Face à une droite silencieuse, seule l’opposition de gauche s’est livrée à un débat de fond sur ce texte.  De fait, depuis le début de son examen, les sénatrices et sénateurs du groupe socialiste se sont battus pied à pied pour faire entendre raison au Gouvernement et à la droite sénatoriale. Mais aussi pour proposer des solutions de financement alternatives qui ne pénaliseraient pas les Français les plus modestes.

En usant de tous les artifices constitutionnels et réglementaires pour museler l’opposition, le gouvernement et la droite sénatoriale, main dans la main, ont organisé le passage en force de cette réforme au Sénat. Ils ont ainsi multiplié les procédures visant à limiter ou à supprimer pour l’opposition la possibilité de s’exprimer ou de défendre leurs amendements.

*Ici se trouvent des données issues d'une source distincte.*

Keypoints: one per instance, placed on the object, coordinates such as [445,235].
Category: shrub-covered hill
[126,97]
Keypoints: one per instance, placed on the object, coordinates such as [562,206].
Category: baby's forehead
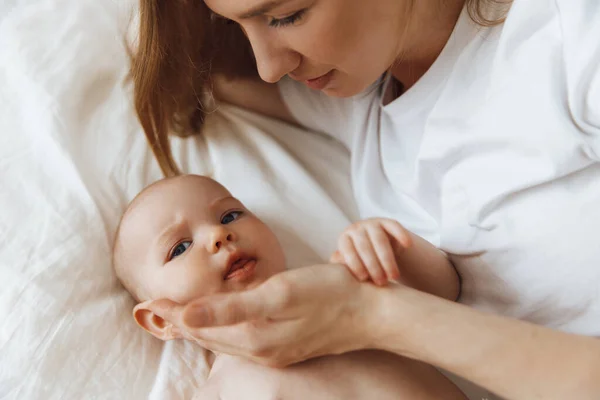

Un autre modèle à défendre

Pourtant, avec le groupe socialiste et ses partenaires de gauche et écologistes, nous continuerons de nous battre pour lutter contre cette réforme injuste et brutale.

Car notre combat ne s’arrête pas. Les forces de gauche et écologistes au Parlement, les syndicats ont un autre modèle à défendre. Fidèles à notre tradition politique de rigueur et de justice sociale, nous ne manquons pas d’idées pour mettre en place une réforme plus juste et plus égalitaire.

Pourquoi aller chercher l’argent dans les poches des plus précaires de nos concitoyens ? Commençons par en finir avec les coûteuses exonérations de cotisations employeurs consenties par ce gouvernement qui représentent plus de 80 milliards d’euros de perte par an.

Lançons une grande convention pour la revalorisation des salaires notamment, la lutte contre les inégalités de revenus femmes-hommes, et travaillons enfin à de vraies mesures pour l’emploi des seniors.

           

Enfin, renouons le dialogue avec les partenaires sociaux qui représentent les travailleuses et travailleurs de notre pays. Soyons responsables et à la hauteur de l’immense enjeu que représente le futur de nos jeunes générations et le repos bien mérité de ceux qui ont consacré leur vie à leur travail et à l’activité de notre pays. Il est clair que le Gouvernement et la droite n’ont pas entendu la colère des Français et le refus du président de la République de rencontrer l’intersyndicale en témoigne. De mon côté, je continuerai avec mes collègues du groupe Socialiste, écologiste et Républicain de me battre, en déposant notamment un recours au Conseil Constitutionnel et en demandant un référendum d’initiative populaire, pour empêcher une fois pour toute, la mise en œuvre de cette réforme que les Français rejettent massivement.